Football fans across the country have been busy this week stocking up their fridges and hanging out their St George’s flags ready for the start of the World Cup. But while most will be sitting down to enjoy England’s first group game on Saturday night; electrical engineers up and down the UK are keeping a watchful eye on the tournament for an entirely different reason – ‘television pickup’.

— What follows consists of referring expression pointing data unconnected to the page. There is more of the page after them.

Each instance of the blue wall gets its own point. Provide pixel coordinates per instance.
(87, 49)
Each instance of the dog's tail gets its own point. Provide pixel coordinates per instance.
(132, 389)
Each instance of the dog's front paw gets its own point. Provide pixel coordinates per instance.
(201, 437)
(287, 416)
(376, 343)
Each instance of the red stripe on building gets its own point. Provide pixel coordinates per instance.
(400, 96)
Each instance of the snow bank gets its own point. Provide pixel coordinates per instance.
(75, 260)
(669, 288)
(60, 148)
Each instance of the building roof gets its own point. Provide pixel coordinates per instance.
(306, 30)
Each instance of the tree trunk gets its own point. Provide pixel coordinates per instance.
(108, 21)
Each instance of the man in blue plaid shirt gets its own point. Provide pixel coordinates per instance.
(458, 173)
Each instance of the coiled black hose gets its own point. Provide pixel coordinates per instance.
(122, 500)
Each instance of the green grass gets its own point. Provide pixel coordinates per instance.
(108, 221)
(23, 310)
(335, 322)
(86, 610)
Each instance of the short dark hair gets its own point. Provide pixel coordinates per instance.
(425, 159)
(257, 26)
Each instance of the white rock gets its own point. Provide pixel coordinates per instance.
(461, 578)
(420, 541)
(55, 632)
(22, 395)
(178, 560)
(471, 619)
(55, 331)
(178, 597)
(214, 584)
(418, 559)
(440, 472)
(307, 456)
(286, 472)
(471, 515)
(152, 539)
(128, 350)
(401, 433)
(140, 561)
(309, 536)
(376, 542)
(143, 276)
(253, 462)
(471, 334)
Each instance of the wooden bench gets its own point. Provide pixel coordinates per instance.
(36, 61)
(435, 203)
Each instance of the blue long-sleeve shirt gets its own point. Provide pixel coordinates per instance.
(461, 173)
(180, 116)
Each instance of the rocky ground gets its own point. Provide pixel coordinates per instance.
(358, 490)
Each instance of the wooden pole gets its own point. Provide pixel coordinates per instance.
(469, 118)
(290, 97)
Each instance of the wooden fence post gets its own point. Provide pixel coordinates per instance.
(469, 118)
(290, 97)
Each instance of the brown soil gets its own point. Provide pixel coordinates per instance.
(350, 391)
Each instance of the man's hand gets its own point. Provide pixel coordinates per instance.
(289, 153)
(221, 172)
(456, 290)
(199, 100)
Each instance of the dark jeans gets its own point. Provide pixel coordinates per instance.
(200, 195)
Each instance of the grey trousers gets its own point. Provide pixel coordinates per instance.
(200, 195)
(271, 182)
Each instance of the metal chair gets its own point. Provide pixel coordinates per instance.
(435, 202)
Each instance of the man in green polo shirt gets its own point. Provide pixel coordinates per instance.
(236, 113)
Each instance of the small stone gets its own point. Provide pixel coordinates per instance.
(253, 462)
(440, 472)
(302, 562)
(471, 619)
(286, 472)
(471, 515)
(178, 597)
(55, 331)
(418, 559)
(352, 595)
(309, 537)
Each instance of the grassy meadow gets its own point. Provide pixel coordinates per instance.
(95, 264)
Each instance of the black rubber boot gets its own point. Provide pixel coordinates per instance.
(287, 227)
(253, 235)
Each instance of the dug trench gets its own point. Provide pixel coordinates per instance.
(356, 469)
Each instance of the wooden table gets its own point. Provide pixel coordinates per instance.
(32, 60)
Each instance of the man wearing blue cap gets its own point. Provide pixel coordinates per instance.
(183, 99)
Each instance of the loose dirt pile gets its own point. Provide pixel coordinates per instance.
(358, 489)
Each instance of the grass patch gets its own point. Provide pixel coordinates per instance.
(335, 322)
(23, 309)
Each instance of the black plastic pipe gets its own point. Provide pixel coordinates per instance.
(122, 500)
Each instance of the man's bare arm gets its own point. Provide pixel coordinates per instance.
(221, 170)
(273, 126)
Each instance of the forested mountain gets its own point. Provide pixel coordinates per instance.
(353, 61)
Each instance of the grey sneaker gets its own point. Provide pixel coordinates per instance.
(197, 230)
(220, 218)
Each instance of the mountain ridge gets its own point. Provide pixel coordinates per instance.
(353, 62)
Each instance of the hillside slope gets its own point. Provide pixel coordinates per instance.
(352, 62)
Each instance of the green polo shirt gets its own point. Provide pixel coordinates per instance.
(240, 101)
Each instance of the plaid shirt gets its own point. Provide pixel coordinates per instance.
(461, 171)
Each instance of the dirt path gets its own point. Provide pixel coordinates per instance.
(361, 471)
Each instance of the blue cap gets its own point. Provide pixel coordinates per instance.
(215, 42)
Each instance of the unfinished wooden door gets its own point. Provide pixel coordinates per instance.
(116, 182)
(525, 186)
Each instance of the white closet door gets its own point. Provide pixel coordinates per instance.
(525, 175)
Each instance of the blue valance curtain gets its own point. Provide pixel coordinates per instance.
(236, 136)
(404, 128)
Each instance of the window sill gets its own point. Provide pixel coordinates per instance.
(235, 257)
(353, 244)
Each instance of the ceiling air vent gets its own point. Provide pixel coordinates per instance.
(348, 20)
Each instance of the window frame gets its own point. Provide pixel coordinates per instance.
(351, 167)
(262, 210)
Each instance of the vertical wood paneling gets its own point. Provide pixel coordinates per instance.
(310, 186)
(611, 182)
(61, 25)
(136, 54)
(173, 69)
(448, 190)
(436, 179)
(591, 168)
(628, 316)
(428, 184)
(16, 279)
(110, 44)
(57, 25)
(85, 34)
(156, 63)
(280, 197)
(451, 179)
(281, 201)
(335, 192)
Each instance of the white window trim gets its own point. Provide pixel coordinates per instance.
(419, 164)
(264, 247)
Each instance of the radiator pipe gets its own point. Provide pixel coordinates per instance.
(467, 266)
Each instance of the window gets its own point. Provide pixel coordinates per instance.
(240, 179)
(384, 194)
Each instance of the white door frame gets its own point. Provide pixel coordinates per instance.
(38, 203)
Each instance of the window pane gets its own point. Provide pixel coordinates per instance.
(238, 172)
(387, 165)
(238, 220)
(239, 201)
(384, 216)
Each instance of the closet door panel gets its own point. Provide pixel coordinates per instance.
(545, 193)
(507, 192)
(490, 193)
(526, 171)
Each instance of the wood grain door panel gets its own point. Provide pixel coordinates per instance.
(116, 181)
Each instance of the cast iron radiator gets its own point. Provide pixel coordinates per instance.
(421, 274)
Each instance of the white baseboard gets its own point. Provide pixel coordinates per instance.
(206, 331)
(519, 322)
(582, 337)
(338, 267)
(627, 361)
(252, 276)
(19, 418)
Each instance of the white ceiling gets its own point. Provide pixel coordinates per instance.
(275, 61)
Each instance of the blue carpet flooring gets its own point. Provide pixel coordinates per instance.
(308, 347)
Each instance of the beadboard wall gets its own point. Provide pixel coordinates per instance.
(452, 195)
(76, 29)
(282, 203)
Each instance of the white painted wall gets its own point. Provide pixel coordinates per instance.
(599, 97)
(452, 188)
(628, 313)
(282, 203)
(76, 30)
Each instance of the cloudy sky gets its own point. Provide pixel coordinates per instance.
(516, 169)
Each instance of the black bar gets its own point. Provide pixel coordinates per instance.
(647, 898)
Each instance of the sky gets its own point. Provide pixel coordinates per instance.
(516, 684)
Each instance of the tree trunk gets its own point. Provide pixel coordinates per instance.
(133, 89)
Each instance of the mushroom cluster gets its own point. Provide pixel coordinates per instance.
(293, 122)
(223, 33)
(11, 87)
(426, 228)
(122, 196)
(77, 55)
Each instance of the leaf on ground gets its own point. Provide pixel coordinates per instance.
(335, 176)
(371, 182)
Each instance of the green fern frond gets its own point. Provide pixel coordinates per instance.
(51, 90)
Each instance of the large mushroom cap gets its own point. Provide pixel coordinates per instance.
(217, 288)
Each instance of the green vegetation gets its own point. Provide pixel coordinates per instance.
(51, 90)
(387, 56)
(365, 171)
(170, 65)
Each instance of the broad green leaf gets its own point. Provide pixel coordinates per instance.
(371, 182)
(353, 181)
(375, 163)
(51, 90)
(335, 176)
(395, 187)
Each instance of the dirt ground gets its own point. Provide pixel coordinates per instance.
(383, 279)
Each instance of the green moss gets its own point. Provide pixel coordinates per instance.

The World Cup attracts some of the highest viewing figures of any major sporting event or ceremony and with that comes an unprecedented rise in the demand for electricity. An estimated 13.5 million people in the UK saw England crash out of the World Cup in 2010, losing 4-1 to Germany. Viewing figures reached a peak of 17.5 million during that game but it wasn’t enough to eclipse the largest TV pickup ever recorded, which occurred at the 1990 World Cup when England lost to Germany in a penalty shootout.

 

The phenomenon is often attributed to viewers who get up during the advert breaks to get a beer from the fridge, flush the loo, or make a cup of tea. There’s a common misconception that the number one driver of TV pickup is the use of kettles up and down the country being switched on at the same time by viewers using the interval to make a hot drink. In fact, this only creates a pull on the local network for a short period of time until the water has boiled and can therefore be managed relatively easily by engineers. Flushing the toilet causes a surge at our local water pumping station, as the pumps start up to refill our cisterns, and opening the fridge door means that cold air escapes and the refrigerator’s compressor then spends the next 20 minutes driving the warm air out to bring the temperature back to normal. These loads are more problematic and mean that getting a beer from the fridge or getting the milk out for tea or coffee demands more energy and is therefore more of a concern for network operators that need to make sure this demand is catered for.

 

National Grid operates Britain’s electricity transmission system and manages power surges by lining up big hydro power stations before big events so they can offer an immediate response and provisions of electricity when needed. The same process applied back in 1990, and despite the strides forward we’ve made in the development of new and innovative smart grid solutions, as a nation we are not quite ready to handle TV pickup and other demand surges in any other way.

 

The integration of new smart grid technologies such as energy storage and demand side response initiatives could change all that, though. Across the UK there are many exciting trials that I’ve been involved in aimed at testing these solutions to see if they could help facilitate the transition to a low carbon economy. So instead of relying solely on power stations, we’re aiming to move into an age where the supply and demand for electricity is managed by control systems that can supply power when and where it is needed through a mixture of demand response measures, energy storage devices and renewable energy sources such as solar or wind power. Achieving this diversity in our energy mix would make the grid greener and more efficient and the benefit to consumers is that it could also mean cheaper energy bills.

 

Brazil 2014 has come too soon, unfortunately, so we’ll be relying on the traditional methods to keep our TVs, kettles and fridges working properly. If England do find themselves in a penalty shootout after the group stages it’s a very real possibility that we could even see a new TV pickup record being set. So if it does happen and you make a quick dash to the fridge, spare a thought for the engineers working hard to make sure its contents stay as cool as we hope England’s penalty takers will be.